Yesterday morning, I went running with some co-workers along the A1A. I love running along the A1A, it is a great change from the drab surroundings that make up my neighborhood. Apart from the occasional sighting of the ocean, I like the feeling of running with so many strangers. Apparently everyone likes to run on the A1A as I see runners of all ages, shapes and SIZES. I am thinking of running on the A1A next week as well. On the subject of running, I think my whole personality has begun to change ever since I began running. People always say that I seem to calm as a cucumber and that nothing gets to me. They say that only because they can't see into my head. But these days, it has become alot more true. Running really does mellow you ought and relieves your body of stress. I think it's also made my mind a lot sharper.

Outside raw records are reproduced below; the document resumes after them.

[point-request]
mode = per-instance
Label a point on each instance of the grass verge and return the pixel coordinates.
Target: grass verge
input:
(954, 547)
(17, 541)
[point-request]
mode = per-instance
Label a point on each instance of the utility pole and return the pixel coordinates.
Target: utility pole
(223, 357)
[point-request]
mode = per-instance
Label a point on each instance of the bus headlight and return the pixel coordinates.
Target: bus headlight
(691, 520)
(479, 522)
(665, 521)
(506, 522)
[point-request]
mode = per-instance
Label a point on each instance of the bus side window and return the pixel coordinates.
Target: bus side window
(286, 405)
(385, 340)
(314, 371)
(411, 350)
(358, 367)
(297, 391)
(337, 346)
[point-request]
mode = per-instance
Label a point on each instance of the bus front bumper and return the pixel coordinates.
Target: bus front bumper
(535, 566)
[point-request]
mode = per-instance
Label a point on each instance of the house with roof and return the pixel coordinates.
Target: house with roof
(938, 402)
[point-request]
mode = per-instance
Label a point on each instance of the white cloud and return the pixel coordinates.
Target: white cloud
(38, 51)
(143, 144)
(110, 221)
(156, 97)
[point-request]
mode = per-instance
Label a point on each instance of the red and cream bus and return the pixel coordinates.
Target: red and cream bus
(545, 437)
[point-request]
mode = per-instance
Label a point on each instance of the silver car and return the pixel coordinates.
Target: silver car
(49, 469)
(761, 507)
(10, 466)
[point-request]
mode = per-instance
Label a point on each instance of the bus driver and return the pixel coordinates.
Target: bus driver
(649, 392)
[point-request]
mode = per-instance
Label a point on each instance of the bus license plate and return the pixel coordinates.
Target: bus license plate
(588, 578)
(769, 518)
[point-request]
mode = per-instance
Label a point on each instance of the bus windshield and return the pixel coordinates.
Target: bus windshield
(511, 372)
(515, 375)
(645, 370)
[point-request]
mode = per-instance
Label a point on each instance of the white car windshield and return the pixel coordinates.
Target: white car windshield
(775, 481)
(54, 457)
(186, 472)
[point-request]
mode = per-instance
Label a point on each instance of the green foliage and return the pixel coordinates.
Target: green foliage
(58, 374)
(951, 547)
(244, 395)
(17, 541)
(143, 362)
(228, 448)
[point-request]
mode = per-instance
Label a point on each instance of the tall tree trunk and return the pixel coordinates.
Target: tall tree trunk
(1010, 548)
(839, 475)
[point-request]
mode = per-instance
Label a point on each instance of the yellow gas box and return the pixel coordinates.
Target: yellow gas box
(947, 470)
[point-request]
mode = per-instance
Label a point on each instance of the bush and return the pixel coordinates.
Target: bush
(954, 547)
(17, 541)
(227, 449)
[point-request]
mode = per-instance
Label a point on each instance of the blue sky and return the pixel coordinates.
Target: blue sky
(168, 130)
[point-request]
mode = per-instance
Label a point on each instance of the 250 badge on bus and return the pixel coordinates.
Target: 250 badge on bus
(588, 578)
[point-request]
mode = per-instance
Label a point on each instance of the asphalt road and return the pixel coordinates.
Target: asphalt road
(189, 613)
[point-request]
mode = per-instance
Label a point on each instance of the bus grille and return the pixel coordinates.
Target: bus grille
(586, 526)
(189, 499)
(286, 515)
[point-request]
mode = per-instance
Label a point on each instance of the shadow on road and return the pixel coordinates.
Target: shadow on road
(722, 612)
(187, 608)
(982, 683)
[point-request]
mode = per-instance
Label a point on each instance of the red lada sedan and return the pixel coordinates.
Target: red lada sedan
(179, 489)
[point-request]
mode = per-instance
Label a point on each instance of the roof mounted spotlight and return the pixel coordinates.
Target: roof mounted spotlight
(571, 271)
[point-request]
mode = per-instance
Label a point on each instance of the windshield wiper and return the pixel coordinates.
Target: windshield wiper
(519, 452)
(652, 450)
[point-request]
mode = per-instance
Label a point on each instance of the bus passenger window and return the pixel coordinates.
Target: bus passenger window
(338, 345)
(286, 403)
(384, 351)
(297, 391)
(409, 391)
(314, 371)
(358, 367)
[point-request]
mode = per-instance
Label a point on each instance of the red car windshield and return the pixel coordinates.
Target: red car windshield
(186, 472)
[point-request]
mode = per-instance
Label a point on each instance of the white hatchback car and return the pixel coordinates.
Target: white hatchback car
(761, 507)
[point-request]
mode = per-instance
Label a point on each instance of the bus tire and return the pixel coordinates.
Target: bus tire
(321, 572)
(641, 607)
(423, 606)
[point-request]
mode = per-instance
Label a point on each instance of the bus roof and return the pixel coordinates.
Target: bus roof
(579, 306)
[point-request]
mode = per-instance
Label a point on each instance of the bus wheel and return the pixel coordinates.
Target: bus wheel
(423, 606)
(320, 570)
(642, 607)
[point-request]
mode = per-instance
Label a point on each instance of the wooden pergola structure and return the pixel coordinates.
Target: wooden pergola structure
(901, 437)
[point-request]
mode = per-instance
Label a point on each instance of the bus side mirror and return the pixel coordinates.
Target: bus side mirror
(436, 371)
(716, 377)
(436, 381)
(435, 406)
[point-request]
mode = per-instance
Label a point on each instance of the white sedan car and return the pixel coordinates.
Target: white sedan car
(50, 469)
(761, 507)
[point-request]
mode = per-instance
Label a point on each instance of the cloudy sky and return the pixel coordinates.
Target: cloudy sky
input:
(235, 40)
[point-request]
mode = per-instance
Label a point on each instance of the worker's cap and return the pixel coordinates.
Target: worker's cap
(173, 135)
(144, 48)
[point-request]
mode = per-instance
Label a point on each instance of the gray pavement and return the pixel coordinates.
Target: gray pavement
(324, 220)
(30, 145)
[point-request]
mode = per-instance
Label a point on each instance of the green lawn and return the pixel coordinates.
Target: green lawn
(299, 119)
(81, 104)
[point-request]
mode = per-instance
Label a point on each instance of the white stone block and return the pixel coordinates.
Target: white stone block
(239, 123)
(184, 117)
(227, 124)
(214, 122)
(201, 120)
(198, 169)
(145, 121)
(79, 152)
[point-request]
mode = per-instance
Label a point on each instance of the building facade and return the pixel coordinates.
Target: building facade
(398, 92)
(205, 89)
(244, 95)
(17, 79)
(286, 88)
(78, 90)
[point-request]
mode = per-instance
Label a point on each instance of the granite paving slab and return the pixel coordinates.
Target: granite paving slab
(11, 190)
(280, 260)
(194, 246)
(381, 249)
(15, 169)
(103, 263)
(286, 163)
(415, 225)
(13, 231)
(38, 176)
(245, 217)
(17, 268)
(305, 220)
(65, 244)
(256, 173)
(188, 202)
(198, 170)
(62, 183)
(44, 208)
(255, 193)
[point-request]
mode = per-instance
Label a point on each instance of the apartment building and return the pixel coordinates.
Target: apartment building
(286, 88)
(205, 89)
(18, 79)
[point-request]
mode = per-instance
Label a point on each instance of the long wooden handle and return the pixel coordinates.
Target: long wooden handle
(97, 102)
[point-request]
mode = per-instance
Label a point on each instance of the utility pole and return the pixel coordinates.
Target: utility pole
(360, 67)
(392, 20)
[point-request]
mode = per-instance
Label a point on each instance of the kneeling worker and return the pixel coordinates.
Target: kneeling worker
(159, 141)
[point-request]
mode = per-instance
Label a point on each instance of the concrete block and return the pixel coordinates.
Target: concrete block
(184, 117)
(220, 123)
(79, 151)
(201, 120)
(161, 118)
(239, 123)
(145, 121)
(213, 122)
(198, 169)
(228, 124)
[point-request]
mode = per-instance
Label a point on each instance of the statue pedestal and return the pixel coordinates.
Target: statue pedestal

So that's yesterday, and this is today. I feel there is alot I need to get done today and I have no idea where to start. I was just fiddling around with my new kindle. I had the last version of the kindle, that is the one before the latest version but I have decided to give it to my father who loves reading maybe almost as much as I do. So, I spent the last 30 minutes or so transferring my books to my new kindle and then the thought occurred to me "This is just busy work and I am not working on any of the things that I need to do". Things like school work, or cooking dinner, or trying to figure out what is wrong with my mom's laptop or writing in my blog. Every week that I don't write in my blog I die a small death inside. I really want to make writing a regular part of my week. Just like I am dedicating all this time to weight lifting and running and learning spanish and developing my career and so on and so forth.

This has got to be the most rambling post I have every written. The question now remains as I wrap up. Should I post this so the world can see this piece of random garbage? Or should I just file this one away and spare everyone the agony. Since I know, no one is reading this blog, I might as well post it and cross my fingers.